Dollar Continues To Gain
The US dollar continued its astounding gains against the Euro for the third week in a row with Forex traders and investors seeking the safety of US government backed assets. The Japanese Yen continued its gain against the Brazilian real and the Mexican Peso as Forex traders and investors sell high yielding assets and pay back loans with the Japanese Yen.
Risk Aversion Still Prevelant
According to currency strategist Jacob Oubina, “Risk aversion is still prevalent.” The dollar traded at $1.2582 against the Euro up 0.2% from $1.2605 on Nov. 14. The Intercontinental Exchange’s Dollar Index which tracks the Dollar against the Euro, the Yen, the British Pound, the Canadian Dollar, the Swiss Franc and Sweden’s Krona rose to its highest level since April 2006 pointing Forex traders towards the Yen and the Dollar. According to JP Morgan the Yen will continue to advance against the Dollar and the Euro towards years end.
Bank of Japan Continues Low Rates
The Bank of Japan kept its lending rate at 0.3% and said it will consider putting more money into the financial system to prop up the Japanese economy that has already descended into a recession. Japan’s low interest rates have attracted Forex traders taking advantage of the low rates. Tohru Sasaki, chief currency strategist in Tokyo at JPMorgan Chase & Co. stated, “There’s strong possibility that the yen will continue appreciating as the global recession may deepen. “It’s an environment where losses in cross-yen currencies are likely to be even bigger than those in the dollar-yen.”

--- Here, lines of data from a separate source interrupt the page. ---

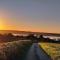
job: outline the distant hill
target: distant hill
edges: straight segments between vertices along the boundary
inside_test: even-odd
[[[45,35],[45,36],[59,36],[60,33],[44,33],[44,32],[31,32],[31,31],[16,31],[16,30],[0,30],[1,34],[5,33],[14,33],[14,34],[37,34],[37,35]]]

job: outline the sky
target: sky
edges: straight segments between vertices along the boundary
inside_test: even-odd
[[[60,33],[60,0],[1,0],[0,30]]]

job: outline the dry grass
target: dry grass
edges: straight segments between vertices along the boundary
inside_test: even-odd
[[[0,60],[23,60],[31,41],[0,43]]]
[[[60,44],[39,43],[39,45],[51,56],[52,60],[60,60]]]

Euro To Gain as Much as 16% Next Year
Some analysts predict that the Euro may gain as much as 16% against the US Dollar next year due to demand for oil in China. The Chinese demand could drive up prices making the US dollar less attractive to Forex traders and investors. The Chinese economy is expected to expand in the coming year. The dollar may weaken as Forex traders demand higher returns.

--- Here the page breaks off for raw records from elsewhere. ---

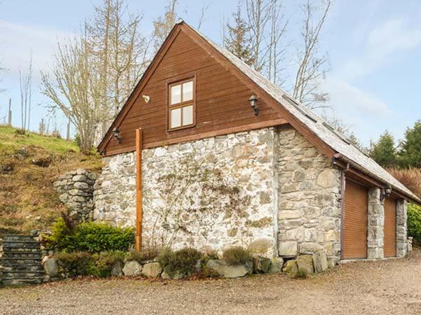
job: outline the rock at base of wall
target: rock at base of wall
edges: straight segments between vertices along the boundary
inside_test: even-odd
[[[317,251],[313,254],[313,265],[316,273],[323,272],[328,269],[328,255],[323,251]]]
[[[277,274],[282,271],[283,267],[283,258],[281,257],[275,257],[271,260],[270,267],[269,268],[269,274]]]
[[[206,267],[225,278],[239,278],[253,272],[251,263],[231,266],[223,260],[210,259],[206,263]]]
[[[44,270],[47,276],[50,276],[50,278],[54,278],[57,276],[57,270],[58,265],[55,258],[48,258],[44,262]]]
[[[283,272],[286,272],[288,274],[295,274],[298,271],[297,261],[295,259],[287,260],[287,262],[285,263],[283,270]]]
[[[304,270],[307,274],[314,273],[313,267],[313,256],[312,255],[300,255],[297,257],[298,270]]]
[[[267,274],[270,268],[270,259],[265,257],[253,257],[253,270],[255,274]]]
[[[117,260],[111,267],[111,275],[112,276],[121,276],[123,275],[123,268],[121,262]]]
[[[135,260],[126,262],[123,267],[123,273],[125,276],[138,276],[142,272],[142,265]]]
[[[162,268],[159,262],[150,262],[143,265],[142,274],[149,278],[156,278],[162,272]]]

Forex Traders Still Making Money
At present stock markets continue their chaotic performance making Forex markets and exchanges more attractive to investors. Savvy Forex traders are still making money and offering investors opportunities not available in stock and commodity markets.
Quick Forex Tip: If you have extensive knowledge of forex markets, you may want to trade forex futures. A forex future is an agreement to buy or sell a specific amount of currencies at a predetermined price on a set date in the future. Essentially those who trade forex futures are hoping to profit from a currency’s future fluctuations.